Una strategia di business molto interessante, tanto che l’amico ed esperto del settore (nonché “collega” blogger) Gabriele Alese ha pensato di parlarne in ben due articoli (uno in luglio e uno pochi giorni fa): nel primo analizzava il modo in cui due editori italiani (finora gli unici: E/O e Utet, del quale parla anche Finzioni qui) hanno applicato questo modello, nel secondo si sofferma su due fattori molto importanti della questione: la percezione del valore della copia cartacea e la migliore modalità (cioè la più semplice ed efficace) per permettere all’utente di andarsi a scaricare la copia dell’ebook dopo aver acquistato il titolo in cartaceo.

Visto che Gabriele è come sempre molto preciso, competente ed esaustivo, in questo mio breve post vorrei soffermarmi su due altri aspetti di una pratica che trovo anch’io particolarmente interessante e meritevole di attenzione.

Il succitato articolo di Publishing Perspectives individua alcuni elementi rilevanti della questione, che sintetizzo schematicamente (rimandando ovviamente alla lettura integrale dell’articolo):

– il bundling permette all’editore di scoprire chi legge i suoi libri attraverso i dati provenienti dal download ed è un ottimo modo per costruire una relazione con il lettore e fidelizzarlo.

– I librai finora coinvolti nell’operazione si sono dimostrati molto favorevoli, perché possono vendere ebook senza forzare i lettori a una scelta tra digitale e cartaceo.

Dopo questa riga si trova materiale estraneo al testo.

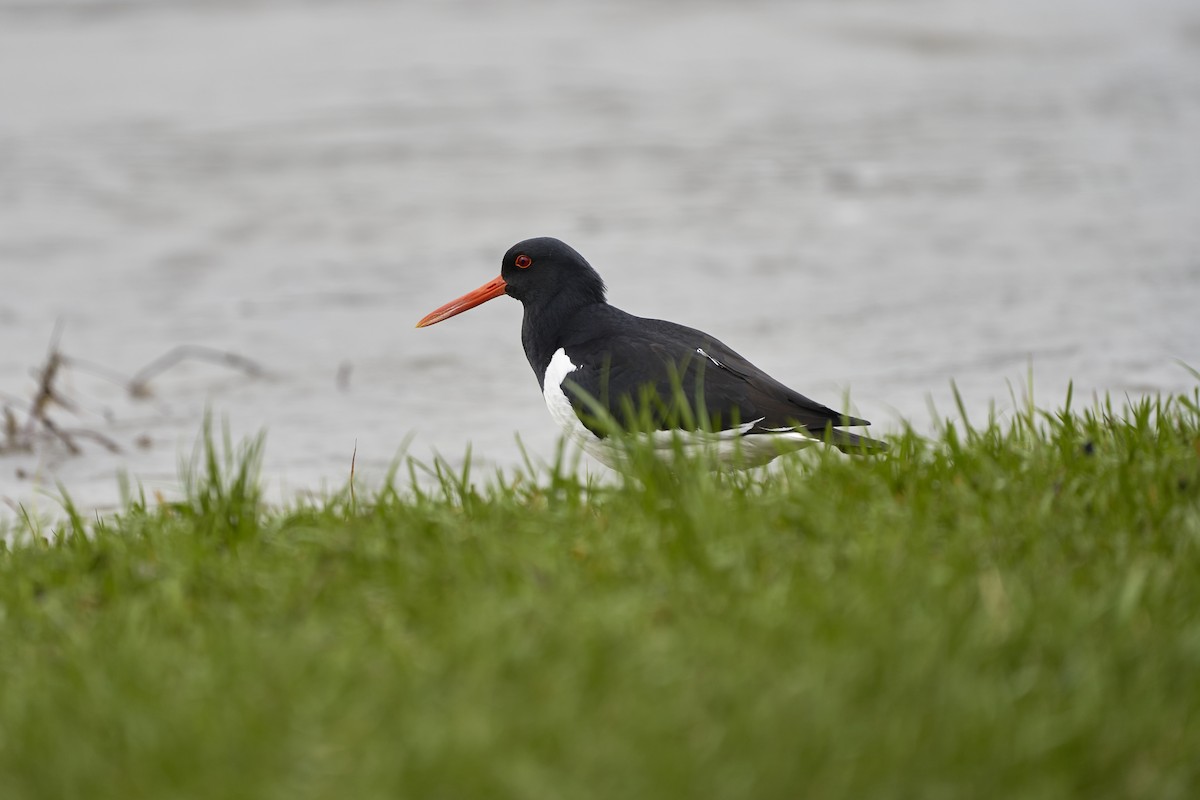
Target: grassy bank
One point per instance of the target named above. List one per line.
(1007, 611)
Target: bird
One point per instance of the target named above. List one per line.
(605, 372)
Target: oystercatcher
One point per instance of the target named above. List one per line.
(603, 371)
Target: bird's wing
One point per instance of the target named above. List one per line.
(723, 389)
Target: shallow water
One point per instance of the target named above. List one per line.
(869, 198)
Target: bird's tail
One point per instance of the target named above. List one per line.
(855, 444)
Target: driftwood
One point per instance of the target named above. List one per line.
(23, 431)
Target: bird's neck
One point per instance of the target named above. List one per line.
(544, 326)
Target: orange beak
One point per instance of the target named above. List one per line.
(490, 290)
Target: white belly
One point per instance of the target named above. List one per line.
(730, 447)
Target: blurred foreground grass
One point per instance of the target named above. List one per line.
(1007, 611)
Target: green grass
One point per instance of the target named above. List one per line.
(1005, 611)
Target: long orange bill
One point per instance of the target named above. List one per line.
(490, 290)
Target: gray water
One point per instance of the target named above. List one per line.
(869, 199)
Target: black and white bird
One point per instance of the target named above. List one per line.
(595, 362)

A quanto pare, si tratterebbe di un qualcosa capace di coniugare gli interessi di tutti gli elementi della filiera, non ultimi i lettori stessi, cosa già di per sé notevole. Ma gli esempi concreti menzionati nell’articolo costituiscono materiale da analizzare per cercare nuove linee di sviluppo e perfezionamento di una pratica che può rivelarsi molto utile sia dal punto di vista del marketing editoriale, sia da quello, ancora più importante, della promozione della lettura: come per esempio dare al lettore l’opportunità di scegliere una collezione di ebook di uno stesso autore, o di titoli simili proposti dalla backlist, facendogli quindi scoprire libri che altrimenti non avrebbe nemmeno mai trovato.

“Per ora  – conclude l’articolo – il bundling cartaceo + digitale contiene in sé la potenzialità di offrire un valore aggiunto. Questo perché la lettura è diventata un’esperienza ibrida.(…) Quanto più il campo del design dell’ebook continuerà a svilupparsi, tanto più possiamo sperare di vedere comparire nel mercato app e ebook più belli, intuitivi, e user friendly,”

Siamo infatti, è bene ricordarlo, ancora in una fase 1.0 (rispetto alle sue reali potenzialità) della lettura digitale, ancora l’ebook è molto vincolato al design e alla struttura del suo omologo cartaceo; gli editori si muovono per tentativi, a volte riusciti altre meno. Questa del bundling mi sembra un approccio molto intrigante, da seguire con attenzione e su cui gli editori (e i loro uffici marketing) dovrebbero riflettere bene.

Per quanto mi riguarda, il “doppio passo” del libro cartaceo e digitale, la valorizzazione della backlist e l’esperienza di lettura “ibrida” (che io a Librinnovando 2011 avevo definito “meticciato“) sono tutti temi che mi stanno a cuore non da oggi e in cuor mio ero sicuro avrebbero condotto a nuove strade e nuove pratiche dove in primo piano ci fossero anche la lettura e i lettori. Forse ci stiamo muovendo (anche) verso questa direzione.

P.S. Aggiornamento dell’ultima ora: anche Amazon da ottobre prossimo si dà al bundling, sotto il nome (efficace) di Matchbook, ovviamente riservato ai possessori di Kindle (o delle sue app).